Para que serve o voto?
Artigo do jornalista Marcelo Kieling analisa, de maneira crítica, a relação das pessoas com o voto e sua influência no jogo do poder
O poder não existe objetivamente no Brasil, pois nunca foi fruto de uma relação de consciência. A política, nesta terra, é a imposição da vontade de uma pessoa ou instituição sobre os indivíduos.
O voto é esta relação do inconsciente.
O voto no Brasil é a requisição pela burguesia do poder (coercitivo e político) para manter a ordem e a desorganização da massa, além de garantir a satisfação de seus interesses e de manter a sua condição de privilégio na sociedade de classes.
Com o voto, a burguesia garante a possibilidade de uma relação de injustiça e desigualdade, mas de forma harmônica.
A ideologia, usada a serviço da burguesia política, oculta os processos que provocam as desigualdades sociais, bem como fornece aos indivíduos um sentimento de identidade com base nos ideais da classe dominante, o que faz com que cada sujeito permaneça na sua posição social, sem contestação.
Com isso, a dominação ideológica atua como um instrumento de consenso entre as classes dominadas, escondendo as mais diversas contradições na relação entre a burguesia política e o proletariado.
A ideologia da burguesia política é utilizada para a tentativa de manutenção de sua hegemonia sobre as demais classes sociais.
No Brasil, este processo está sendo disseminado por meio dos mais diversos aparatos ideológicos, como a mídia e a igreja. Eles atuam como instrumentos, na tentativa de difundir e querer consolidar a dominação da burguesia política como classe orientadora das relações sociais.
Essa tentativa de dominação ideológica toma a forma de uma nuvem que encobre a real busca da exploração, da alienação e da subordinação das classes subalternas, que permanece sob o domínio exercido pela burguesia política.
A inércia da população, aliada à catástrofe governamental no combate à pandemia, gera uma enorme preocupação em todos nós.
O governo hoje é uma fábrica de contradições, de paradoxos, de arbitrariedades, de ambiguidades, de equívocos e de mal-entendidos, o que torna extremamente difícil encontrar um caminho para a recuperação do país.
Temos, muito além da pandemia, um festival de crises acumuladas com mudanças culturais, políticas e sociais que se expressam na sociedade, sobretudo na atual conjuntura de conflitos religiosos, étnicos, políticos e de gênero.
Estamos perdendo a guerra para além do vírus, com uma enorme injustiça social e uma distribuição não equitativa dos bens socialmente produzidos.
Não podemos de forma alguma deixar que o discurso burguês político tente “bestializar” as pessoas, ou seja, tornar as classes subalternas incapazes de analisar e criticar a realidade, uma vez que elas, dominadas por este discurso, não conseguem separar uma ideia própria de uma que seja reproduzida pela mídia ou outros difusores de conhecimento e informações.
Em 17 de março, o líder do governo na Câmara dos Deputados tentou “bestializar” as pessoas, ao dizer, no mesmo dia em que se registrou recorde de mortes pela Covid no Brasil, que a situação no país era “confortável”.

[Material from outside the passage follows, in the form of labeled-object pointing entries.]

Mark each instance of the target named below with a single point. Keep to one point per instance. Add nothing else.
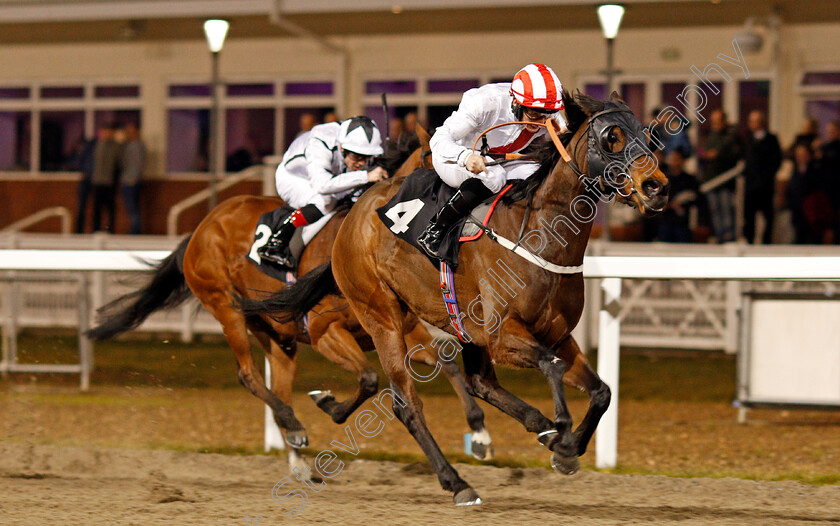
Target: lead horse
(212, 264)
(387, 282)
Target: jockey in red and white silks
(321, 167)
(492, 104)
(534, 96)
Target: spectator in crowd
(810, 209)
(674, 224)
(671, 140)
(762, 159)
(133, 160)
(829, 153)
(721, 151)
(105, 174)
(85, 163)
(808, 136)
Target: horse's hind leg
(236, 332)
(481, 443)
(381, 316)
(338, 346)
(282, 359)
(580, 375)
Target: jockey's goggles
(537, 114)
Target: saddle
(267, 225)
(417, 201)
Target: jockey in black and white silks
(535, 95)
(321, 167)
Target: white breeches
(297, 192)
(494, 178)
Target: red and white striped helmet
(537, 86)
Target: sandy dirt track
(69, 485)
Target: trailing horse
(212, 264)
(524, 304)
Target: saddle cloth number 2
(262, 235)
(402, 214)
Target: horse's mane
(578, 110)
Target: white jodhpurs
(494, 178)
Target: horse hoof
(565, 465)
(319, 397)
(467, 497)
(481, 446)
(297, 439)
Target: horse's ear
(424, 137)
(615, 97)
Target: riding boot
(471, 193)
(277, 248)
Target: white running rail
(610, 269)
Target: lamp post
(215, 31)
(609, 15)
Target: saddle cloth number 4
(402, 214)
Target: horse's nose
(654, 187)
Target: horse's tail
(167, 289)
(291, 303)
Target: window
(64, 115)
(15, 140)
(257, 119)
(432, 99)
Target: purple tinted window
(390, 86)
(189, 90)
(634, 95)
(308, 88)
(599, 90)
(250, 90)
(14, 93)
(61, 134)
(15, 135)
(452, 85)
(754, 95)
(104, 92)
(62, 92)
(821, 77)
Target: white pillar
(609, 326)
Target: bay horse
(387, 282)
(212, 265)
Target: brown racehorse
(212, 264)
(386, 282)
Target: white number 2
(263, 233)
(402, 214)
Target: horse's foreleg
(338, 346)
(579, 374)
(481, 443)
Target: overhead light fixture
(215, 31)
(610, 16)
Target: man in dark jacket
(721, 151)
(762, 159)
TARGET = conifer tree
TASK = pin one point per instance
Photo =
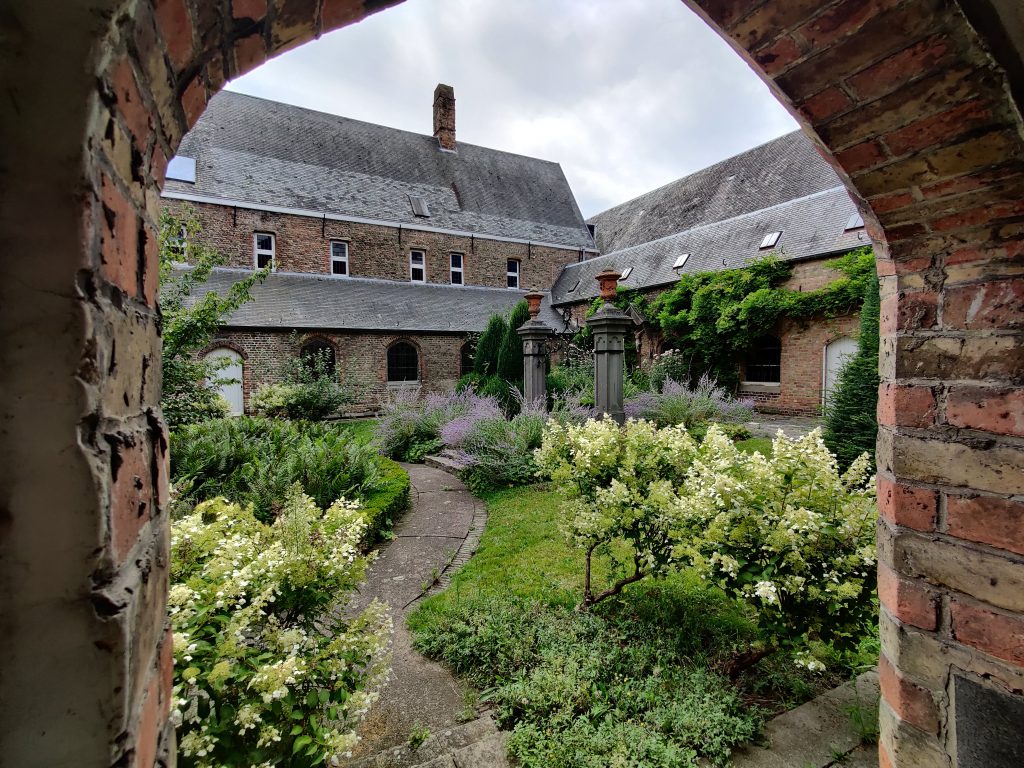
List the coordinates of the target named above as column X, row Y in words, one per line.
column 485, row 360
column 851, row 425
column 510, row 353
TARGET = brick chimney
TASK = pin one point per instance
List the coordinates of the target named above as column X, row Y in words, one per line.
column 444, row 116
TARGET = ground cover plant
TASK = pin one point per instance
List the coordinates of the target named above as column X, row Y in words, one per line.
column 254, row 461
column 637, row 680
column 267, row 672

Precisamos mudar a atual ordem social; repensar o sistema econômico e político vigente, bem como a função social da igreja, da escola, da universidade, da força policial e militar, da família etc.
Na mídia de massas, infelizmente ainda temos a disseminação em larga escala das ideologias dominantes. Nas entrelinhas das notícias de jornal e TV, e mesmo nos mais inofensivos programas de entretenimento, estão expressas – às vezes em doses homeopáticas e outras vezes quase escandalosamente – as formas de pensamento burguês político hegemônico. Essa realidade expõe o retrato da mídia a serviço da ideologia da classe dominante e a torna instrumento preponderante na construção de indivíduos alienados. As estratégias de dominação da burguesia política utilizam o poder do dinheiro para infectar a mente da população no cotidiano. E, nesse ambiente, a ideologia é absorvida de tal forma, que transforma a audiência numa prisão intelectual.
O Estado é apenas um poder a serviço da classe dominante, uma vez que ele também passou a atender às demandas das classes subalternas, por meio da sua atuação como instância de proteção dos indivíduos e como órgão responsável pela elaboração de políticas públicas.
Isto pode explicar a necessidade de se cultivar o “analfabetismo político” em nossa sociedade.
Quando será que o papel do Estado será o de promover um constante diálogo com a sociedade, a fim de que a sua direção seja a mais próxima possível dos anseios populares?
Talvez isso só seja possível quando cada cidadão souber exercer o seu poder de voto de forma independente, sem influências nem ideologias, quando este voto for fruto de sua própria consciência!